I’m gonna give my opinion that no one asked for, about Alex coming out to Kara.

I’ve seen lots of discourse as usual lol and I’ve seen some people being disappointed in Kara bc of how she reacted. Which is fine, and I in no way want to invalidate your reaction. But I thought I could share how I saw this entire thing. I really liked how the writers handled it bc it seemed so realistic to me. Kara wasn’t offensive in any way, she wasn’t hateful. But her reaction was weird.

What she did was ask so many questions bc she was just trying to wrap her mind around this. Which Alex then read as an attack. Coming out makes you vulnerable, and then to have someone bombard you with questions like that can seem scary, and you feel attacked.

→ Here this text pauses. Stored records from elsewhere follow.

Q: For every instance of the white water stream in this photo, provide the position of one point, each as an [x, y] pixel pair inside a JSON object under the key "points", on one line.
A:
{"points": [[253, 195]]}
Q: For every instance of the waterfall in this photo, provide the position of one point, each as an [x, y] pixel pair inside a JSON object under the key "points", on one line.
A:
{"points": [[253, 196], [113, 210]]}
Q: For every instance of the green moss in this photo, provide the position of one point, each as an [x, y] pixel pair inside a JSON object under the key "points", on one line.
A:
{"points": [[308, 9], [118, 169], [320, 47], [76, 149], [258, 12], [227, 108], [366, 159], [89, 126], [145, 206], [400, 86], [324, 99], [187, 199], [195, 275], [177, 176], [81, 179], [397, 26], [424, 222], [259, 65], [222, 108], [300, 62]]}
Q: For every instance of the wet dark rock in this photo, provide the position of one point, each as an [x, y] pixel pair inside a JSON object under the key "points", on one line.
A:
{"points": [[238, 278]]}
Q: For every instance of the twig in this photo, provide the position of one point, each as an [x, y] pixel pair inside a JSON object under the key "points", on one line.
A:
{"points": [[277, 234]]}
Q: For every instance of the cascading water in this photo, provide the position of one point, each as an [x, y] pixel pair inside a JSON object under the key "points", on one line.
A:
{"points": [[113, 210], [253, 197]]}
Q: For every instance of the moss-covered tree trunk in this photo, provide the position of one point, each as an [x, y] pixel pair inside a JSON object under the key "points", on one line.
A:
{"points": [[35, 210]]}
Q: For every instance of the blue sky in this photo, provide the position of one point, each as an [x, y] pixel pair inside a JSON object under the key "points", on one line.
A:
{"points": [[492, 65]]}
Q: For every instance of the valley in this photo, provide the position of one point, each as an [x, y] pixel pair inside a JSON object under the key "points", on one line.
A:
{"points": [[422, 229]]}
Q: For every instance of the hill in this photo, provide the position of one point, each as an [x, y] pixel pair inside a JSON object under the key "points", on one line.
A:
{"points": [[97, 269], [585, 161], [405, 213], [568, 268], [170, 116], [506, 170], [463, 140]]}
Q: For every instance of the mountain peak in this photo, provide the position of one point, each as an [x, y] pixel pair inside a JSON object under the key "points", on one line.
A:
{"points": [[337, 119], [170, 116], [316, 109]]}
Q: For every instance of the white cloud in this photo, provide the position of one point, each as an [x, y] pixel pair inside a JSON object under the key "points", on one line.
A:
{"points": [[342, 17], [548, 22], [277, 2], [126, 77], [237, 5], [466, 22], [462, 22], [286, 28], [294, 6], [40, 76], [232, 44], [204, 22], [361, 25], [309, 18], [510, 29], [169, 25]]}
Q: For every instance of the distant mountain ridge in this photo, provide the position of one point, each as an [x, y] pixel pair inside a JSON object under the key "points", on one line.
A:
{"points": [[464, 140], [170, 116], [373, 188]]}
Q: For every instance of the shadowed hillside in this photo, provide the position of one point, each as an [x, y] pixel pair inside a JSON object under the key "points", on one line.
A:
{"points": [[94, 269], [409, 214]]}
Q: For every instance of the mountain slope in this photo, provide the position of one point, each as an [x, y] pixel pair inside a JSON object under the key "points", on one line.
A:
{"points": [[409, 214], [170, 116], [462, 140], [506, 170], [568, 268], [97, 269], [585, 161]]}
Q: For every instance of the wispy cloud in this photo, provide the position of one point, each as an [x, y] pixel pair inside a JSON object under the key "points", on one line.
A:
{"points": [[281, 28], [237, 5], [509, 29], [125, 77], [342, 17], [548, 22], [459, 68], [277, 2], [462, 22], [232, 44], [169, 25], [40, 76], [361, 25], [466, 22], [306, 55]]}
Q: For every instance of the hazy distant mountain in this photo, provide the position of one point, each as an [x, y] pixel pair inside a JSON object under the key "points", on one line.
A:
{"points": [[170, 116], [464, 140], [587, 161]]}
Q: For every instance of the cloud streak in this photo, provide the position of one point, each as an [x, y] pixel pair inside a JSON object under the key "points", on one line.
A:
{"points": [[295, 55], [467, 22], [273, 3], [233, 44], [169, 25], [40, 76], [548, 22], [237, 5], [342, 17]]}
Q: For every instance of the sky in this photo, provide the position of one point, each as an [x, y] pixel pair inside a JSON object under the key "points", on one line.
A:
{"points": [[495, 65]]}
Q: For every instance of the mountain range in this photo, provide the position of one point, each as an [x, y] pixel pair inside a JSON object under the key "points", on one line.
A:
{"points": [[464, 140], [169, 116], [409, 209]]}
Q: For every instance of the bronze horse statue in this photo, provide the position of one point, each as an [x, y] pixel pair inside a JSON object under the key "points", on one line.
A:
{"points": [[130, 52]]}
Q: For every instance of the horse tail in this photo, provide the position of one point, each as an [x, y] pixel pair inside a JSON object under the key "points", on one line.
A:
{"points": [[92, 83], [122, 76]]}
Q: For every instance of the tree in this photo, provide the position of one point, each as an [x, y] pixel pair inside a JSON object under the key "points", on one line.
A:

Alex’s reaction to retreat and leave was perfectly understandable. But so was Kara’s? She’s curious and she’s trying to put the pieces together bc she never thought of this possibility, and she’s also questioning herself and the fact that she feels like she never made Alex feel safe to tell her that earlier. Everyone’s experience is different, but mine was exactly like this. When I figured out that I like girls I started questioning myself and my entire life, and for months I couldn’t recognize myself in the mirror. I’d quite literally stare at my reflection like who tf am I now. It’s the moment when your entire life flips 180 degrees. That’s the same thing that happened to Kara, only this time it was about her sister not herself. Alex being gay wasn’t a bad thing for Kara, but it was still a shock bc it was unexpected. Acceptance is a process, not just for us but for our family too. It’s usually easier with friends, but family are the people you quite literally grew up with and lived with, and the same way your mind goes back to repressed memories, their mind goes back to see what they missed bc it’s hard to accept that we never fully know the person that we’re the closest to. They wonder why you didn’t trust them, if they ever made you feel unsafe, etc. And they ask questions bc they want to understand, the same way you asked yourself those same questions when you first realized. Kara’s questions weren’t offensive imo.

tl;dr: Kara wasn’t hateful, she was just trying to understand. Our family goes through the same process of acceptance that we do. We asked ourselves questions and they ask the same. Alex, understandably, took those questions as an attack bc it was too much at once, it was overwhelming. I think this entire storyline was completely realistic. Kara then apologized for her own heteronormativity that affected Alex (which lbh is something that straights rarely do when we come out), and offered her support and love.